State of Michoacan - More than 2,700 large-caliber rounds were fired in last weekend’s failed attempt on the life of the public safety secretary of the western Mexican state of Michoacan, state official Fidel Calderon said.

“Organized crime, unfortunately, has great firepower capacity,” the official said, adding that Public Safety Secretary Minerva Bautista Gomez, who was wounded in the attack, “is stable, she’ll leave the hospital very soon.”

An injured bodyguard of State Secretary of Public Security Minerva Bautista Gomez is being taken away after a shoot-out in Morelia April 24, 2010. Bautista Gomez was seriously injured, two of her bodyguards and two civilians killed and at least eight people injured in an attack by hitmen who had previously blocked the road with a trailer truck, according to local media.

The secretary and her bodyguards were attacked early Saturday on a highway in Michoacan that was blocked with a trailer by the hit squad.

Two bodyguards and two civilians were killed in the attack, while Bautista and nine other people were wounded.

Michoacan is dominated by the La Familia Michoacana cartel, which has been battling other criminal organizations for control of the state in recent months.

The cartels have been fighting each other and the security forces, unleashing a wave of violence in the state.

The body of a man lies on the road after a shoot-out in Morelia April 24, 2010.

Gunmen working for the criminal organizations have used a variety of weapons, including AK-47 and AR-15 assault rifles, .50-caliber Barrett rifles capable of downing a helicopter and rocket-propelled grenades, in attacks.

Mexico has been plagued in recent years by drug-related violence blamed on powerful cartels.

The country’s largest drug trafficking organizations, according to experts, are the Sinaloa, Tijuana, Gulf, Juarez, Beltran Leyva and Los Zetas cartels, and La Familia Michoacana.

A classified report provided recently by the government to senators estimated 22,743 people have died since President Felipe Calderon declared war on the cartels in December 2006.

Press tallies had put the number of people killed in drug-related violence since Calderon took office at 18,000.

The classified report estimates the death toll for this year, as of April 13, at 2,904.

Calderon has deployed 50,000 soldiers and 20,000 Federal Police officers nationwide to combat drug cartels and other criminal organizations.

The anti-drug operation, however, has failed to put a dent in the violence due, according to experts, to drug cartels’ ability to buy off the police and even high-ranking officials.

Some analysts, moreover, say the government has not targeted money laundering, allowing the cartels to retain the resources needed to fight back.

The Facts:

Near them 01:00 hours, time of the center of Mexico, the secretary of Public Security of the state of Michoacan, Minerva Bautista Gómez, suffered an assault together with her escorts and civil others when they were returning from the local fair, inaugurated hours before.


For the first investigations it is known that the attackers used a truck of load to obstruct the way, a trap of which the civil servant could not escape because this section of the road is blocked in the sides.

Once stretched the ambush, the attackers shot several times at the light truck of the secretary and at the car of her escorts, besides other three vehicles of civilians who remained caught in the gunfire.

The delinquents used Barret rifles, caliber 40 mm., as well as machine guns AK-47 and two fragmentation grenades.
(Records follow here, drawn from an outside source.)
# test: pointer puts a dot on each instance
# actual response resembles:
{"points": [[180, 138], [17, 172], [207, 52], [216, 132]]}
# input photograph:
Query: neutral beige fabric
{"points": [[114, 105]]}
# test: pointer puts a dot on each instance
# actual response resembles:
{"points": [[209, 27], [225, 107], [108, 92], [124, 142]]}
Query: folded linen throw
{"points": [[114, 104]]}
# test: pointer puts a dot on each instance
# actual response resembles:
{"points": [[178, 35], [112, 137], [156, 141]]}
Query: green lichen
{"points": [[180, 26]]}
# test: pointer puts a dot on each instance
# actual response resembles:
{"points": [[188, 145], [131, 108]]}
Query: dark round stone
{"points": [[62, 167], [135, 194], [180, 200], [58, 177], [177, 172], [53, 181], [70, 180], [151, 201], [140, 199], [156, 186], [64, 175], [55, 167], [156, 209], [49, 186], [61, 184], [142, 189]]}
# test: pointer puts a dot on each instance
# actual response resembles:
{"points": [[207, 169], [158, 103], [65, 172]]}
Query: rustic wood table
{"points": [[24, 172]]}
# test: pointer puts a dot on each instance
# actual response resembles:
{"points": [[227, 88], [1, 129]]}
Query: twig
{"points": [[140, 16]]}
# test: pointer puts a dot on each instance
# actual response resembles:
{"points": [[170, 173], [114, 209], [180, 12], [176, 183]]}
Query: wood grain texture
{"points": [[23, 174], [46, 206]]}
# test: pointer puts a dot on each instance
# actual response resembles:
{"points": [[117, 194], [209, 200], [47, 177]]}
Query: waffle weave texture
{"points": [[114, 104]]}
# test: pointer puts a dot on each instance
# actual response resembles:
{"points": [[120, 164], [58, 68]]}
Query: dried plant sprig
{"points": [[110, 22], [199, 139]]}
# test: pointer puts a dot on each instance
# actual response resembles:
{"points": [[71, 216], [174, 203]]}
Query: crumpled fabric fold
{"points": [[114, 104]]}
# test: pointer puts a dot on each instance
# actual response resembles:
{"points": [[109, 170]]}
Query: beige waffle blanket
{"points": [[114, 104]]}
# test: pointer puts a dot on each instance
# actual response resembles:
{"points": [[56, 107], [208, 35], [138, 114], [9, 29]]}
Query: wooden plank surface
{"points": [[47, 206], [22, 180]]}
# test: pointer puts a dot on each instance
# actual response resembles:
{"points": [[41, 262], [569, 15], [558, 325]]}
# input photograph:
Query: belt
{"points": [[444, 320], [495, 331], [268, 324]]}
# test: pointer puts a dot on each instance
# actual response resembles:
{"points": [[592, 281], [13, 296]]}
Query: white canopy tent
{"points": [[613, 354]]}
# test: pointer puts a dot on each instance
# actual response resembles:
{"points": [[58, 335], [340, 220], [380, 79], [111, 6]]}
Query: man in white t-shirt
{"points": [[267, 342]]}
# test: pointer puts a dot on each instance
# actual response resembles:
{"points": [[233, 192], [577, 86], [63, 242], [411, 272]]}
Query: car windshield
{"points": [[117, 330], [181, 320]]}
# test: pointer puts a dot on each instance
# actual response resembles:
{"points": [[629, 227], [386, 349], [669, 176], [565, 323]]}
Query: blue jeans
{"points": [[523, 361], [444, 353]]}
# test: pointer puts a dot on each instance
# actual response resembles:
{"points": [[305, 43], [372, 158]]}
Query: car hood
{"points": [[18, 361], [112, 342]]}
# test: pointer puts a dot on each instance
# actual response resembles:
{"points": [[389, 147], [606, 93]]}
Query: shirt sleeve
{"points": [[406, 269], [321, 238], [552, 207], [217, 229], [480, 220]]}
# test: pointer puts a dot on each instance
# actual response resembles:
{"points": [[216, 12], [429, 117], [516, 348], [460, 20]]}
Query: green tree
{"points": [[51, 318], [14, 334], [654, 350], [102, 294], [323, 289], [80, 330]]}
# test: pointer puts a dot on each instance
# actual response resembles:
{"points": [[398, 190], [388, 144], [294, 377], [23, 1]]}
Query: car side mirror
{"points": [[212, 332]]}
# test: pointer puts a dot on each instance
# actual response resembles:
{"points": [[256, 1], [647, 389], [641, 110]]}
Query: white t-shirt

As result, three persons died in the place, two of them were escorts of the civil servant and other one a civilian. Also there were eight wounded persons.

Minerva Bautista Gómez was moved to a private hospital in Morelia's city, where she is reported like out of danger, since only she suffered a wound in a side thanks to the shielding of her light truck. Up to this moment, the authorities do not know the identity of the aggressors.

Throughout the day it increased the number of injured men and died by the assault against the secretary of public security of Michoacan, Minerva Bautista Gómez.

It is known that two of the deceased were escorts of the civil servant. Their names are Gilberto Molinero and Francisco García Torral. Of the civil victims the names are not known.